Here is some code I came up with instead of manually sorting it by hand:

distribution1 = [23, 24, 22, '20 years or lower,', 23, 42, 35]
distribution2 = [55, 38, 123, 40, 71]
distribution3 = [45, 22, 7, '5 books or lower', 32, 65, '100 books or more']

lower_idx = distribution1.index('20 years or lower,')
dist1_start = distribution1.pop(lower_idx)
distribution1 = sorted(distribution1)
distribution1.insert(0, dist1_start)

distribution2 = sorted(distribution2)

lower_idx = distribution3.index('5 books or lower')
distr3_start = distribution3.pop(lower_idx)
upper_idx = distribution3.index('100 books or more')
distr3_end = distribution3.pop(upper_idx)
distribution3 = sorted(distribution3)
distribution3.insert(0, distr3_start)
distribution3.insert(len(distribution3), distr3_end)

print(distribution1)
print(distribution2)
print(distribution3)

While I don’t believe this to be the most elegant solution, I did really enjoy using list.pop() to remove the “unwanted” str values while also storing it to a variable so that it could be easily reinserted back into the list once it was sorted.

2 Likes

cool, I’ve played around with automating the whole process:

import re
distribution3 = [45, 22, 7, '5 books or lower', 32, 65, '100 books or more']

# 1. Extract all strings from original list, add them to a string list:
string_list = []
for i in range(len(distribution3)-1): 
    if isinstance(distribution3[i], str):
        string_list.append(distribution3.pop(i))

# 2. Extract integers from string list and add them to numbers list:
num_list = [] 
for num in string_list:
    num_list.append(int(re.findall(r'\d+', num)[0]))

# 3. Add the integers back to the original list 
#    and sort that list:
distribution3 = sorted(distribution3 + num_list)

# 4. If in our original list we'll find an integer from numbers list,
#    then we'll replace it with the string, from our strings list:
for idx,ele in enumerate(distribution3):
    for index, item in enumerate(num_list):
        if item == ele:
            distribution3[idx] = string_list[index]
distribution3    

OUT:

['5 books or lower', 7, 22, 32, 45, 65, '100 books or more']

a few lines up there, thought about making it shorter , but readability drops:

# 1:
string_list = [distribution3.pop(i) for i in range(len(distribution3)-1) if isinstance(distribution3[i], str)]
# 2:
num_list = [int(re.findall(r'\d+', num)[0]) for num in string_list]

When I saw that, I didn’t even bother to do list comprehensions on step 4.

2 Likes

Very nice use of regex here to make it more general!
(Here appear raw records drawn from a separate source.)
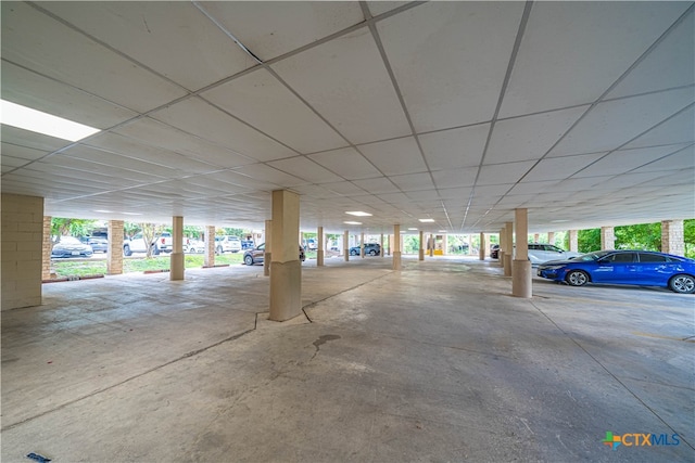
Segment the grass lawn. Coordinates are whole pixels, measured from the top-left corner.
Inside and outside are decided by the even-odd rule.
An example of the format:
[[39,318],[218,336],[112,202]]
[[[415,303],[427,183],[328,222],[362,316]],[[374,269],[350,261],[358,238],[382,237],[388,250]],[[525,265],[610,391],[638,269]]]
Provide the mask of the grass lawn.
[[[243,254],[223,254],[215,256],[215,265],[237,265],[243,261]],[[186,254],[186,268],[203,267],[202,254]],[[123,272],[144,272],[147,270],[168,270],[170,258],[168,255],[154,256],[150,259],[144,257],[125,258],[123,261]],[[106,273],[106,260],[103,259],[53,259],[51,268],[59,278],[62,276],[86,276]]]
Agreed that readability drops but I still like the first list comprehension you did in #1.

This can be done with a dictionary and sorting.

def mix_sorted(iter_o):
    iter_o = {i:(i if isinstance(i, int) else int(re.match(r'\d+', i).group())) for i in iter_o}
    return sorted(iter_o, key=lambda x: iter_o[x])

Or if you get away from regular expression and go back to your situation

def mix_sorted(iter_o):
    iter_o = {i:(i if isinstance(i, int) else int(i.split(" ")[0]) for i in iter_o}
    return sorted(iter_o, key=lambda x: iter_o[x])
3 Likes

Now that’s clever, thanks for sharing @moriturus7! I obviously need to practice using dictionaries more…they are amazing little data structures.